Charges dropped in Allegheny rape case delayed by paperwork glitch
Allegheny County prosecutors on Wednesday dropped most charges against a Wilkinsburg man whose long wait for a trial on rape charges exposed communication problems between investigators, court officials and the District Attorney's Office.
David L. Bradford, 33, pleaded no contest to unlawful restraint in exchange for prosecutors dropping seven charges connected to the September 2008 attack. Common Pleas Judge Donna Jo McDaniel sentenced him to two years of probation.
“They came in and made an offer that we really couldn't refuse,” said Kevin Abramovitz, Bradford's lawyer. “I think the commonwealth recognized we weren't backing down and saw the weaknesses and limitations in their case.”
District Attorney Stephen A. Zappala Jr. said his office offered a plea deal because the victim did not want to testify. There was other evidence, but “it hinged on certain aspects (of the victim's) testimony,” he said.
“Charging something and proving something sometimes are two different matters,” Zappala said.
Bradford spent more than a year in jail, unable to post $100,000 bond, without a trial after a hearing before Wilkinsburg District Judge Kim Hoots on charges he raped a woman at knifepoint.
Common Pleas Judge Randal B. Todd dismissed the charges in November 2009 under Rule 600, which requires the commonwealth bring defendants to trial within 180 days if they are in custody.
A Superior Court panel initially upheld Todd's decision.
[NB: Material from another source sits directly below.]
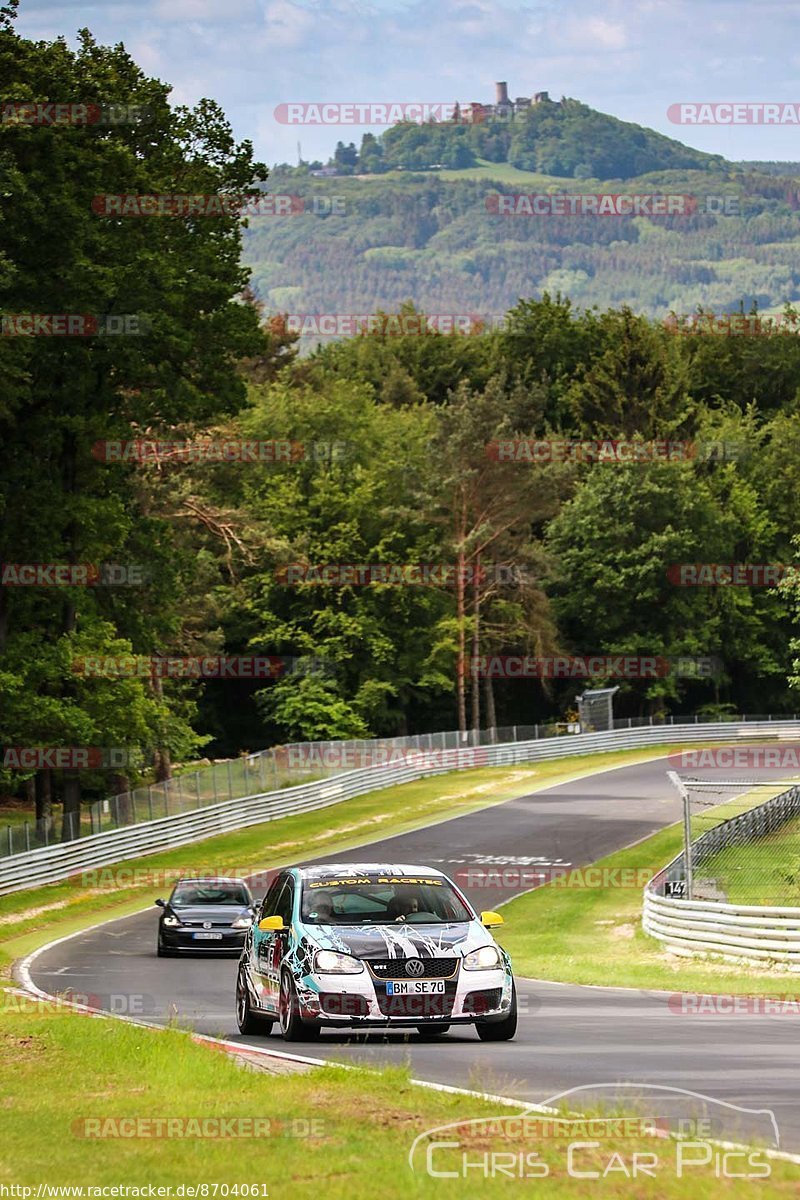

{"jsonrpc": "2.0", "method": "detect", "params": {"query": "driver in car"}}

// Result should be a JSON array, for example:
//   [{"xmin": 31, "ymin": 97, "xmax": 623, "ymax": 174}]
[{"xmin": 387, "ymin": 895, "xmax": 420, "ymax": 921}]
A ruling written by Zappala's predecessor, Judge Robert Colville, cited a “lack of due diligence” by prosecutors, who said they did not get paperwork from the hearing.
The state Supreme Court reversed that and ordered the case to proceed, blaming the delay on Hoots' office.
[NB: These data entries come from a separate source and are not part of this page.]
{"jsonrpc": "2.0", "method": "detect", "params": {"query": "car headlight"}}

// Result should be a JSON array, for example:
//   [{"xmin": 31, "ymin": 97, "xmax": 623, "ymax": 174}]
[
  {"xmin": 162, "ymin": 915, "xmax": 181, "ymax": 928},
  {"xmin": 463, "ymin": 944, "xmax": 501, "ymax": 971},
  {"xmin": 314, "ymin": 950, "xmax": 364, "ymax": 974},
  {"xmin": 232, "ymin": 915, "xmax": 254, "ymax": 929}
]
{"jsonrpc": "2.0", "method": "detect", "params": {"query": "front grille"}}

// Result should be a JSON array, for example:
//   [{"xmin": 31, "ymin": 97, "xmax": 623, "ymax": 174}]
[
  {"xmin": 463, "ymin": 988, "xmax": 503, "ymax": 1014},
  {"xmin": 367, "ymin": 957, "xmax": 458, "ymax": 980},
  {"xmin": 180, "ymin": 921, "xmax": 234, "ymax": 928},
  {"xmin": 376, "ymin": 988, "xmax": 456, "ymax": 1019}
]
Hoots could not be reached for comment.
Court officials said they could not pinpoint the reason why Bradford's paperwork did not get from Wilkinsburg to Downtown.
District court administrator Claire Capristo said officials made no changes to the way documents are sent from the 48 satellite courts to the courthouse. The district courts send some documents electronically. Original signed paperwork is sent by mail.
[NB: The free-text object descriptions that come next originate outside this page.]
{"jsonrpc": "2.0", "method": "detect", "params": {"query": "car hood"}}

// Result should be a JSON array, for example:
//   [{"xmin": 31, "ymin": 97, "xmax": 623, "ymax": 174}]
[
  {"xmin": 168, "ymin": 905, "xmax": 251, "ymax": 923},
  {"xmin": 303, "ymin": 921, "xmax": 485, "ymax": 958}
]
“It just seemed to be an inadvertent act,” Capristo said of Bradford's case.
Zappala said Wilkinsburg police were at least partially to blame for shortcomings of the investigation.
“There is a very substantial difference in abilities of police agencies,” he said. “Some are good at what they do. Some are not as good at investigating certain kinds of crimes.”
Wilkinsburg police Chief Ophelia Coleman did not return calls.